What you said, about $c \in A_n$ for all $n$ isn't quite true. What you'll get is $c \in A_n$ for almost all $n$, i.e. the set of $n$ such that $c \in A_n$ will belong to $\mathcal{U}$. This is good enough though, since the $A_n$ are supposed to be disjoint, so you can't even have $c$ belonging to 2 of the $A_n$, let alone almost all of them. But the problem is as you pointed out, how can one tell if $B\cap A_k$ is finite for all $k$?

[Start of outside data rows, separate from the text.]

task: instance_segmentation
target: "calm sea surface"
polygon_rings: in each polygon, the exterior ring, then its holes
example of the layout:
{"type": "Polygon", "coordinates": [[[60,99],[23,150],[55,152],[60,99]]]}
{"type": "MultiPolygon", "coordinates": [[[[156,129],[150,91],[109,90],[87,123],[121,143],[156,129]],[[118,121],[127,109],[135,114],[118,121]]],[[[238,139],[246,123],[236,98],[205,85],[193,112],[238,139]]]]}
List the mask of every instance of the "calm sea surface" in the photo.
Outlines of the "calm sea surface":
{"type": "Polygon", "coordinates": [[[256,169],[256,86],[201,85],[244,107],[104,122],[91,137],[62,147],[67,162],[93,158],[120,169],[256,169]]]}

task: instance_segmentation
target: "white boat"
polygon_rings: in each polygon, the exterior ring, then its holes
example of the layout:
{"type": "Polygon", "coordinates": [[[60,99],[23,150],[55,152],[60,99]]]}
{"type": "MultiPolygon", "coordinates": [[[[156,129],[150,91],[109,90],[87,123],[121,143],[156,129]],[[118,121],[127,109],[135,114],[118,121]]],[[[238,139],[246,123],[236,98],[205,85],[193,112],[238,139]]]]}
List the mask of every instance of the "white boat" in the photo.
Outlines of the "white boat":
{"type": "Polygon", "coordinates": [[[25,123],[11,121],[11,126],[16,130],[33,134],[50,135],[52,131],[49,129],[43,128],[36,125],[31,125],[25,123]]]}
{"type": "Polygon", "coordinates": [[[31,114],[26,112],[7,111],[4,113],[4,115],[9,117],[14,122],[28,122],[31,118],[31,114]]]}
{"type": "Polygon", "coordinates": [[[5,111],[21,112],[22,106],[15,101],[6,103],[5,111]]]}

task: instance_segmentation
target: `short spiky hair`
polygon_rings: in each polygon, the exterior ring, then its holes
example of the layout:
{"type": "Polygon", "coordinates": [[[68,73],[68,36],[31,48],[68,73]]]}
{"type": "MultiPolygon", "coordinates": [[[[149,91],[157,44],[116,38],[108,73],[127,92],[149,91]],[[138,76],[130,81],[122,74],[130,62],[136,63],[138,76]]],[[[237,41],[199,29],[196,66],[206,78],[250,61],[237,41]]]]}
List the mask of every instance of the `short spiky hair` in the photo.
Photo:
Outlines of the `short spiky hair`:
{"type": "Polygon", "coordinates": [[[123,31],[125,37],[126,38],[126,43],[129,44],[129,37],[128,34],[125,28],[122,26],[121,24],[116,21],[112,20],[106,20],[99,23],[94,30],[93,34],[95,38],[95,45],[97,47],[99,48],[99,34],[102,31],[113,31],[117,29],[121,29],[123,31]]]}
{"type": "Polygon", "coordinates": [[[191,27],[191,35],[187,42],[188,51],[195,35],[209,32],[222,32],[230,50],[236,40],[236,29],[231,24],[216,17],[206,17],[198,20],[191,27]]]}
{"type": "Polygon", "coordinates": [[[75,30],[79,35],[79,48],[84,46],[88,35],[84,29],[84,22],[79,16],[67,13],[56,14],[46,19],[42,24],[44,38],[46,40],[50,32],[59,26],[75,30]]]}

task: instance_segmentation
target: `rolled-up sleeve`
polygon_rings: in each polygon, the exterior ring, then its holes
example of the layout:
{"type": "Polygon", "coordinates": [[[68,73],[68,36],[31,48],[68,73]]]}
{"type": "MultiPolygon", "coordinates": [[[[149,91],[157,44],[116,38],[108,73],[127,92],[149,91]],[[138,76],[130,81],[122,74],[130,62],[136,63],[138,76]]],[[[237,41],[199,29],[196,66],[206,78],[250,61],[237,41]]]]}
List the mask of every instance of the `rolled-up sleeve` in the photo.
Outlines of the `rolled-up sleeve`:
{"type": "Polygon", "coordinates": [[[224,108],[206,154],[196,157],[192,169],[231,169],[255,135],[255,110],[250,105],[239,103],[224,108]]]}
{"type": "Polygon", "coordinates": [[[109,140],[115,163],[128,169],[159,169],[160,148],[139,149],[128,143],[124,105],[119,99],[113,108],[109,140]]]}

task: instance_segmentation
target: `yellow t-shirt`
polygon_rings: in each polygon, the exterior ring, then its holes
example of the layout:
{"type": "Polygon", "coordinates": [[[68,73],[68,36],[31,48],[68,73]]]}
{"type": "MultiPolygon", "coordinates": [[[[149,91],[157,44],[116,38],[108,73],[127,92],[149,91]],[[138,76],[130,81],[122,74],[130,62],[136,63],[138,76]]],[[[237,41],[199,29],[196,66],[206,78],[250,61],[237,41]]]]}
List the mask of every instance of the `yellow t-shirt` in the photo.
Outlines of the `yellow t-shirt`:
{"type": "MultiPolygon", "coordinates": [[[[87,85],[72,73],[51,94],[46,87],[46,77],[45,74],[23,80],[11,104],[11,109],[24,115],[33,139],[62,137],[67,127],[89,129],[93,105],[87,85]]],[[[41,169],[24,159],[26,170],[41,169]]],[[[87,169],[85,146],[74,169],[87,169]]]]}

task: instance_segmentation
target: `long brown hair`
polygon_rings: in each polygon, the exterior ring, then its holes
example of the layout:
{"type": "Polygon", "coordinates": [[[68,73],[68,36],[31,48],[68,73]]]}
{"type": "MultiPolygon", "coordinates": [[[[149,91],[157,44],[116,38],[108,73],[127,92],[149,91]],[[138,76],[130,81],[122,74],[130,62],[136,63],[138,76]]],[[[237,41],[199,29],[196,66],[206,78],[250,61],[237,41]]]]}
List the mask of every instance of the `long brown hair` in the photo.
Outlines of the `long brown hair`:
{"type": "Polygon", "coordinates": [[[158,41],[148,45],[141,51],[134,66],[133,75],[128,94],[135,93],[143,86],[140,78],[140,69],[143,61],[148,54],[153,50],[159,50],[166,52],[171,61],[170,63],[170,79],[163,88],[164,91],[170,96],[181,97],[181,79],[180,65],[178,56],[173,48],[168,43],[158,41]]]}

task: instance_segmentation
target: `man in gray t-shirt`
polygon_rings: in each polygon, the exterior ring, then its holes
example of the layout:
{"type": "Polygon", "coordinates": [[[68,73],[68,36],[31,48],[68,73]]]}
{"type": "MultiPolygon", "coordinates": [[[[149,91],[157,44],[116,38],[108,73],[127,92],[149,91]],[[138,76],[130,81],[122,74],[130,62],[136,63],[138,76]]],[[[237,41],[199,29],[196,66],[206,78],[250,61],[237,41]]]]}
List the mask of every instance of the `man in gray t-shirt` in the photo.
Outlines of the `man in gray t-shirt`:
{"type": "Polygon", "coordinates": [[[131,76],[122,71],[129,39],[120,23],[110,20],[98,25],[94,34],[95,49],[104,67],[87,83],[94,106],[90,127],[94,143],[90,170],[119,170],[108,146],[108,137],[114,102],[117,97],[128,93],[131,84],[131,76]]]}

For your second question, you can't claim that $\bigcap X_n = \emptyset$, nor do you need to. Indeed, if each $X_n$ belongs to $\mathcal{U}$, then so does each $X_n \cup \{0\}$, but the intersection of these guys is not empty. Your observation is correct, if the union $\bigcup X_n^c$ were a disjoint union, you'd be done. What happens if you disjointify it?

$Y_0 = X_0^c,\ Y_{n+1} = X_{n+1}^c \setminus Y_n$

Let $B$ meet all the $Y_n$ at only finitely many points. Then $B$ meets $Y_0 = X_0^c$ at only finitely many points, and for each $n$ it meets $Y_{n+1} \cup Y_n \supset X_{n+1}^c$ at only finitely many points.